Dies teilte das Handelsministerium mit. Ende Februar hatte das Ministerium eine Rate von 2,4 Prozent genannt. Bankvolkswirte hatten nun im Schnitt mit einer Rate von 2,7 Prozent gerechnet.

Verglichen mit dem dritten Quartal, als die amerikanische Wirtschaft um annualisiert 4,1 Prozent gewachsen war, hat sich das Tempo spürbar verlangsamt.
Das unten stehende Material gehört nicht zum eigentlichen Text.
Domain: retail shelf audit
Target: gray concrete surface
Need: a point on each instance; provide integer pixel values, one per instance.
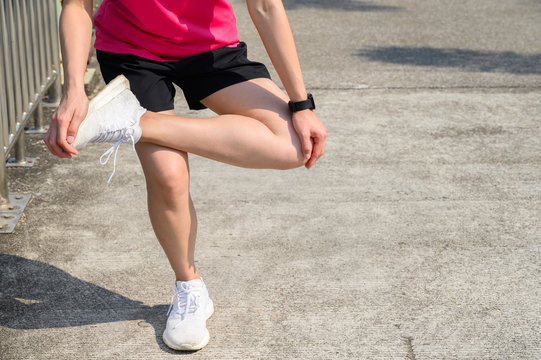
(417, 236)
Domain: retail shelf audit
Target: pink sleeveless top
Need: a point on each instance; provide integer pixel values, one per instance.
(165, 30)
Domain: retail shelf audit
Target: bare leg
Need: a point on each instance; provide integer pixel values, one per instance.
(170, 207)
(253, 128)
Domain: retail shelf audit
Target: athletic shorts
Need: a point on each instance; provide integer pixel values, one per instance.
(198, 76)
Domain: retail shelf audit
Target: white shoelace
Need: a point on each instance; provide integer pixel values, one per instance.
(112, 135)
(188, 302)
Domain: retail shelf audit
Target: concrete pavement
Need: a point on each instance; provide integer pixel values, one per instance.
(416, 236)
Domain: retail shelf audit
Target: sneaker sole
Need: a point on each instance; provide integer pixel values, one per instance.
(189, 347)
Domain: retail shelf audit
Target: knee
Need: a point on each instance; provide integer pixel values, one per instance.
(170, 186)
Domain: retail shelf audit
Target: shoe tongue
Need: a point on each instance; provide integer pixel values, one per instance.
(192, 284)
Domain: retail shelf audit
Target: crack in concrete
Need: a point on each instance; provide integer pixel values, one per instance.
(408, 340)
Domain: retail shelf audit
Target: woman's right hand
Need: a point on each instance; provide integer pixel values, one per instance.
(65, 123)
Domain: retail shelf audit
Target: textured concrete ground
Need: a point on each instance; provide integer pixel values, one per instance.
(417, 236)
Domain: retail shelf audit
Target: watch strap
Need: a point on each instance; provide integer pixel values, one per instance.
(309, 103)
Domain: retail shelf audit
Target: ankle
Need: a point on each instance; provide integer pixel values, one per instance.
(187, 277)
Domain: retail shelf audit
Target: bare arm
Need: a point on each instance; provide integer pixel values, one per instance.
(270, 19)
(75, 39)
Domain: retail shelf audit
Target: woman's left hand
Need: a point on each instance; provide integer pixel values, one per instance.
(312, 134)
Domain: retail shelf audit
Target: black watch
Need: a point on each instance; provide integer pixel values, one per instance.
(309, 103)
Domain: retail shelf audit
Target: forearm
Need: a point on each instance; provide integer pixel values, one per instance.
(270, 19)
(75, 40)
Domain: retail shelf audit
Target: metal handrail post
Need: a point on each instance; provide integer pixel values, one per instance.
(55, 91)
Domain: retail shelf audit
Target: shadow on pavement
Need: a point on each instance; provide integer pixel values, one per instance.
(469, 60)
(35, 295)
(352, 5)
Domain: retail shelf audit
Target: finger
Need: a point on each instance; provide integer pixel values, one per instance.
(51, 140)
(74, 127)
(61, 139)
(317, 151)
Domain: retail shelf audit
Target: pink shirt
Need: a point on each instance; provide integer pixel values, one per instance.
(165, 30)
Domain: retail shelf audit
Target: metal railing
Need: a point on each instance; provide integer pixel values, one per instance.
(29, 74)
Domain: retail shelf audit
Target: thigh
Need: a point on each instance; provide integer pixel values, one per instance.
(259, 99)
(165, 169)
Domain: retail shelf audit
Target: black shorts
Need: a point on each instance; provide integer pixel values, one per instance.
(198, 76)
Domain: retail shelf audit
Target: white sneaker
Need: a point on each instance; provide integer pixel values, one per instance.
(113, 116)
(190, 308)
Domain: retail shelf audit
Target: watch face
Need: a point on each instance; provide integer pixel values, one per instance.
(302, 105)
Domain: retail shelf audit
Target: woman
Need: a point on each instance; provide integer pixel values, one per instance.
(194, 44)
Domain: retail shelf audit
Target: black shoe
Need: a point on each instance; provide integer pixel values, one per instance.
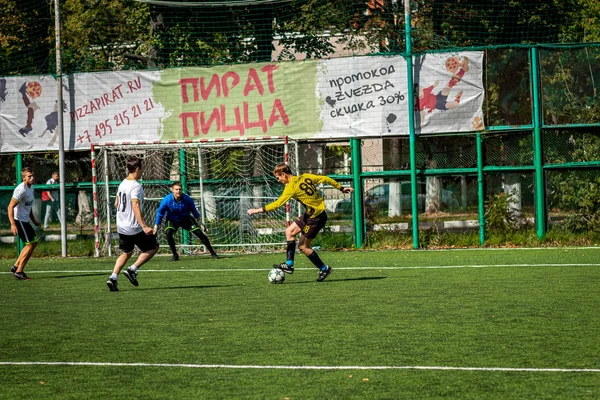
(112, 285)
(22, 276)
(288, 269)
(132, 276)
(324, 274)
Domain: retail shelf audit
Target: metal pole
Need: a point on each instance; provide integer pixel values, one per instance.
(359, 226)
(411, 128)
(108, 238)
(201, 184)
(96, 205)
(19, 161)
(61, 136)
(538, 162)
(480, 190)
(184, 188)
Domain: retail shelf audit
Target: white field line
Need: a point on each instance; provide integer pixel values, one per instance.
(301, 367)
(312, 269)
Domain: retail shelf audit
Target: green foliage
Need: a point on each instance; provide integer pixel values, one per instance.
(579, 192)
(105, 35)
(499, 215)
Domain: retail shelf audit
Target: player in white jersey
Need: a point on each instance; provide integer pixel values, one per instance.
(131, 227)
(19, 213)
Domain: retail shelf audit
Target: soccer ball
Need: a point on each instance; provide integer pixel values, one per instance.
(276, 276)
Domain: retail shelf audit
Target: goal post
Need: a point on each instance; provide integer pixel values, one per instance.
(224, 177)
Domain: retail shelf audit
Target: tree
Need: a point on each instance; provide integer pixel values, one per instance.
(104, 35)
(26, 46)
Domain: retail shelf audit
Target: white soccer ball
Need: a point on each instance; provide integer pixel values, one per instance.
(276, 276)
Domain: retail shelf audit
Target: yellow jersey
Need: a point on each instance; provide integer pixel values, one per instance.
(303, 188)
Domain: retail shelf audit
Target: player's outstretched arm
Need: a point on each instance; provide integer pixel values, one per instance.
(253, 211)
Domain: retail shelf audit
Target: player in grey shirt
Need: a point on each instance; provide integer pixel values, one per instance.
(19, 213)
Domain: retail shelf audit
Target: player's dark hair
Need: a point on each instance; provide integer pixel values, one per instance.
(25, 170)
(134, 163)
(282, 168)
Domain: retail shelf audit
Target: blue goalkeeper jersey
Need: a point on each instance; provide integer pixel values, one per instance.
(174, 210)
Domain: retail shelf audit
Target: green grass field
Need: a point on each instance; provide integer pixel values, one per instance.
(462, 324)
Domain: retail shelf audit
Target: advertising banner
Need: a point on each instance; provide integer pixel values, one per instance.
(337, 98)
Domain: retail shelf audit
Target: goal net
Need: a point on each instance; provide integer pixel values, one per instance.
(224, 178)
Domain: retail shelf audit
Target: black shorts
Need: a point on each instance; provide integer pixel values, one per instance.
(141, 240)
(26, 232)
(188, 223)
(311, 226)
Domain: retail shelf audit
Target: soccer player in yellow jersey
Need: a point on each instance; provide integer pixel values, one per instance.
(303, 189)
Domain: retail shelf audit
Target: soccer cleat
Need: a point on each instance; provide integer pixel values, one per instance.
(132, 276)
(324, 274)
(112, 285)
(25, 131)
(22, 276)
(288, 269)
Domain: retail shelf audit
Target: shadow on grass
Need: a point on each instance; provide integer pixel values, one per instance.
(365, 278)
(185, 287)
(82, 275)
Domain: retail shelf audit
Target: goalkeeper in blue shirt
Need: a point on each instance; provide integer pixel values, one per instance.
(176, 208)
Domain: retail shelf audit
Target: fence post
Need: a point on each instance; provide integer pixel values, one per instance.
(538, 162)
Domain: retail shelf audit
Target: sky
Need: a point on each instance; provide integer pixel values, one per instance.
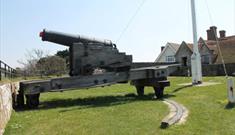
(138, 27)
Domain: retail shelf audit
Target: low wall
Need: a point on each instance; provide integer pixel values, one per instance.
(207, 70)
(6, 92)
(147, 64)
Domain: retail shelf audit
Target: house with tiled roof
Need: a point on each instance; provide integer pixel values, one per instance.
(209, 49)
(168, 52)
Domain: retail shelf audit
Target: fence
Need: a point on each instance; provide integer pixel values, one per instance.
(6, 71)
(6, 92)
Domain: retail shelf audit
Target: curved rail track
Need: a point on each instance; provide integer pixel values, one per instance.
(178, 113)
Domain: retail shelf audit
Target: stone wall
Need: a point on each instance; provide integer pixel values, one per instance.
(6, 91)
(148, 64)
(207, 70)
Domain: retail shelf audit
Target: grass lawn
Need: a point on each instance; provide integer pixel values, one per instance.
(115, 110)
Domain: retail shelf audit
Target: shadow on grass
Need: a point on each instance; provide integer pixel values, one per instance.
(230, 106)
(181, 88)
(91, 102)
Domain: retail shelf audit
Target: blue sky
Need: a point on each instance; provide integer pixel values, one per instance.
(157, 22)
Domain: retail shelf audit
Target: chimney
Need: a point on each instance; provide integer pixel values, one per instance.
(222, 33)
(212, 33)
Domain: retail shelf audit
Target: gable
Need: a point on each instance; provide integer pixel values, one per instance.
(167, 51)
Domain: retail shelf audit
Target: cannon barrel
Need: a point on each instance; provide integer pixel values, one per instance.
(68, 39)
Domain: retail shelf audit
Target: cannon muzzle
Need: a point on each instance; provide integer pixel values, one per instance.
(68, 39)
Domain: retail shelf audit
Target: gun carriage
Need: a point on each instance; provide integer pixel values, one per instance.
(86, 56)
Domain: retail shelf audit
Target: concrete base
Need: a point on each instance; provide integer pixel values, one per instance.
(200, 84)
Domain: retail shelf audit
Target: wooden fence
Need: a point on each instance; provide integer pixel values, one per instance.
(6, 71)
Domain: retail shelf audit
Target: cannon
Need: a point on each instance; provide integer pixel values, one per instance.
(87, 55)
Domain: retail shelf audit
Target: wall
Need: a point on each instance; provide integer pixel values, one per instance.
(148, 64)
(208, 70)
(183, 52)
(6, 91)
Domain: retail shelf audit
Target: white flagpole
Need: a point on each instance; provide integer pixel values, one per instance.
(195, 58)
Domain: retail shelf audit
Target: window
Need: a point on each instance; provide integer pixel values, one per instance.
(170, 58)
(205, 59)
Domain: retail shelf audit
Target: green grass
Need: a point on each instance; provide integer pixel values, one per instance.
(115, 111)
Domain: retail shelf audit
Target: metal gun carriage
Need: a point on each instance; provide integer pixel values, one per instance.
(86, 55)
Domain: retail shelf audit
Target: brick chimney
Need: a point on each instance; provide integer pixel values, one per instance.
(212, 33)
(222, 33)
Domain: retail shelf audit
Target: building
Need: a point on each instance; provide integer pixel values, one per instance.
(209, 49)
(168, 52)
(183, 55)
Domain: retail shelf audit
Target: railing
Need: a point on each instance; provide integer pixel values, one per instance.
(6, 71)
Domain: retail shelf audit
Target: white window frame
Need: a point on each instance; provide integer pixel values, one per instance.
(170, 58)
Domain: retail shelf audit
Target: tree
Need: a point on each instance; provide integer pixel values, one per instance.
(32, 57)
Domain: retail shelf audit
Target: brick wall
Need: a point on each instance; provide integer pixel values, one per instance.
(6, 91)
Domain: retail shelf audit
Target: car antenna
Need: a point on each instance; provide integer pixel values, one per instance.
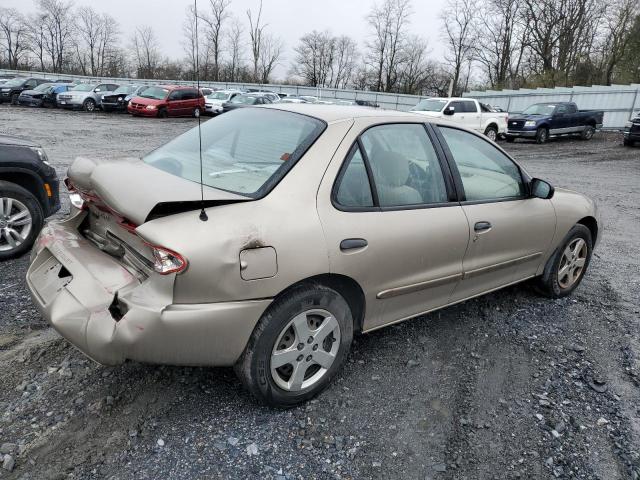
(203, 213)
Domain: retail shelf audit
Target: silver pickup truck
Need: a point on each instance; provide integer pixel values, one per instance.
(85, 96)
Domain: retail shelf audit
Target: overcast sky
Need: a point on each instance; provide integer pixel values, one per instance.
(290, 19)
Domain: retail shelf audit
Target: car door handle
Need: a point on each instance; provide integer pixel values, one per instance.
(482, 226)
(353, 244)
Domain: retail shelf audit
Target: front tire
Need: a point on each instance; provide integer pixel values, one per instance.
(567, 266)
(298, 346)
(21, 219)
(89, 105)
(542, 135)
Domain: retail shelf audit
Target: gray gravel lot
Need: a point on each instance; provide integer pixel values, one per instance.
(510, 385)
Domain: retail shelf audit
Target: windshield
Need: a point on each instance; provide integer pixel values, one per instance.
(84, 87)
(218, 96)
(540, 109)
(125, 89)
(14, 83)
(431, 105)
(245, 100)
(156, 93)
(246, 151)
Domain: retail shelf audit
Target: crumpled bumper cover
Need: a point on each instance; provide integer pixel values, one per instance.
(152, 329)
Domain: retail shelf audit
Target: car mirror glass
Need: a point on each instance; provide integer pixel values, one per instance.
(541, 189)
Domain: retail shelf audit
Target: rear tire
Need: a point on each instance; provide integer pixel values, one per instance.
(22, 201)
(313, 327)
(563, 273)
(587, 133)
(542, 135)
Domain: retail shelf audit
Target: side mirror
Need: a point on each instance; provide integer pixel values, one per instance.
(541, 189)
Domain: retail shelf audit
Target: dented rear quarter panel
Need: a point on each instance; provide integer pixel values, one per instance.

Im zweiten Quartal war die Wirtschaftsleistung um annualisiert 2,5 Prozent gewachsen, nach 1,1 Prozent im ersten Quartal.

Das etwas stärkere Wachstum zum Jahresende geht vor allem auf höhere Ausgaben der privaten Haushalte zurück. Die Konsumausgaben, die etwa zwei Drittel der gesamten Wirtschaftsleistung ausmachen, wuchsen mit 3,3 Prozent so stark wie seit drei Jahren nicht mehr. Bisher war eine Rate von 2,6 Prozent genannt worden. Die Investitionen erhöhten sich hingegen etwas schwächer als bislang bekannt. Auch der Lageraufbau der Unternehmen fiel geringer aus.